It was almost December, and Jonas was beginning to be frightened. No. Wrong word, Jonas thought. Frightened meant that deep, sickening feeling of something terrible about to happen. Frightened was the way he had felt a year ago when an unidentified aircraft had overflown the community twice. He had seen it both times. Squinting toward the sky, he had seen the sleek jet, almost a blur at its high speed, go past, and a second later heard the blast of sound that followed. Then one more time, a moment later, from the opposite direction, the same plane.

At first, he had been only fascinated. He had never seen aircraft so close, for it was against the rules for Pilots to fly over the community. Occasionally, when supplies were delivered by cargo planes to the landing field across the river, the children rode their bicycles to the river bank and watched, intrigued, the unloading and then the takeoff directed to the west, always away from the community.

But the aircraft a year ago had been different. It was not a squat, fat-bellied cargo plane but a needle-nosed single-pilot jet. Jonas, looking around anxiously, had seen others — adults as well as children — stop what they were doing and wait, confused, for an explanation of the frightening event.

Then all of the citizens had been ordered to go into the nearest building and stay there. IMMEDIATELY, the rasping voice through the speakers had said. LEAVE YOUR BICYCLES WHERE THEY ARE.
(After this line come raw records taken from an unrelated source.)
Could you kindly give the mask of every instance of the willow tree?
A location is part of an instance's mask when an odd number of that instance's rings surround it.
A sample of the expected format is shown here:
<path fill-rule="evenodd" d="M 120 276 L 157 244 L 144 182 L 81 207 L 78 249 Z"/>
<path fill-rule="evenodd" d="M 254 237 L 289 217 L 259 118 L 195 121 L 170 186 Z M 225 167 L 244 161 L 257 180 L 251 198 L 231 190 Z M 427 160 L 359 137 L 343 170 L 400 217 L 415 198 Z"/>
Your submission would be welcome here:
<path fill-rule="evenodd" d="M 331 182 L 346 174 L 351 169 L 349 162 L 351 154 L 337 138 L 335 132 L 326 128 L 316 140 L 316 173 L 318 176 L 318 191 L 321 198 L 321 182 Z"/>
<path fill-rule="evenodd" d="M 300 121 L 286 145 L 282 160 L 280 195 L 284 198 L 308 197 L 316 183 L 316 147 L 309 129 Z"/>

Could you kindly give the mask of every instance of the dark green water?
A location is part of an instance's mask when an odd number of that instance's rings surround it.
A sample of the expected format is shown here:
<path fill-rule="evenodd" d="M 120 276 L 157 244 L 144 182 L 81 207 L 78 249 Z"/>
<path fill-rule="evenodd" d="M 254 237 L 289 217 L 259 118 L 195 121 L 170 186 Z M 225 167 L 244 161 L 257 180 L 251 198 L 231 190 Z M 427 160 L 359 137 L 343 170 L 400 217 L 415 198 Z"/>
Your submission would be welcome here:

Instantly, obediently, Jonas had dropped his bike on its side on the path behind his family’s dwelling. He had run indoors and stayed there, alone. His parents were both at work, and his little sister,Lily, was at the Childcare Center where she spent her after-school hours.

Looking through the front window, he had seen no people: none of the busy afternoon crew of Street Cleaners, Landscape Workers, and Food Delivery people who usually populate the community at that time of day. He saw only the abandoned bikes here and there on their sides; an upturned wheel on one was still revolving slowly.
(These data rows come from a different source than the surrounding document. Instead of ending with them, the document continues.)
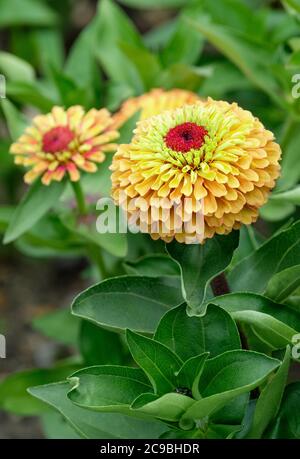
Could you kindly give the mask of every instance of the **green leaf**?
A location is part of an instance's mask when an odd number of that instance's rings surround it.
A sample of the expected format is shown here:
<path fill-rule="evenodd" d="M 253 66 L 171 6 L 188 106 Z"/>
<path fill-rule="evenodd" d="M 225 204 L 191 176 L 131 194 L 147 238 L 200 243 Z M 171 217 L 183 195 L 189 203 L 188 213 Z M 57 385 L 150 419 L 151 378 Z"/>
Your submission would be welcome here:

He had been frightened then. The sense of his own community silent, waiting, had made his stomach churn. He had trembled.

But it had been nothing. Within minutes the speakers had crackled again, and the voice, reassuring now and less urgent, had explained that a Pilot-in-Training had misread his navigational instructions and made a wrong turn. Desperately the Pilot had been trying to make his way back before his error was notice.

NEEDLESS TO SAY, HE WILL BE RELEASED, the voice had said, followed by silence. There was an ironic tone to that finally message, as if the Speaker found it amusing; and Jonas had smiled a little, though he knew what a grim statement it had been. For a contributing citizen to be released from the community was a final decision, a terrible punishment, an overwhelming statement of failure.

Even the children were scolded if they used the term lightly at play, jeering at a teammate who missed a catch or stumbled in a race. Jonas had done it once, had shouted at his best friend, “That’s it, Asher! You’re released!” when Asher’s clumsy error had lost a match for his team. He had been taken aside for a brief and serious talk by the coach, had hung his head with guilt and embarrassment, and apologized to Asher after the game.

Now, thinking about the feeling of fear as he pedaled home along the river path, he remembered that moment of palpable, stomach-sinking terror when the aircraft had streaked above. It was not what he was feeling now with December approaching. He searched for the right word to describe his own feeling.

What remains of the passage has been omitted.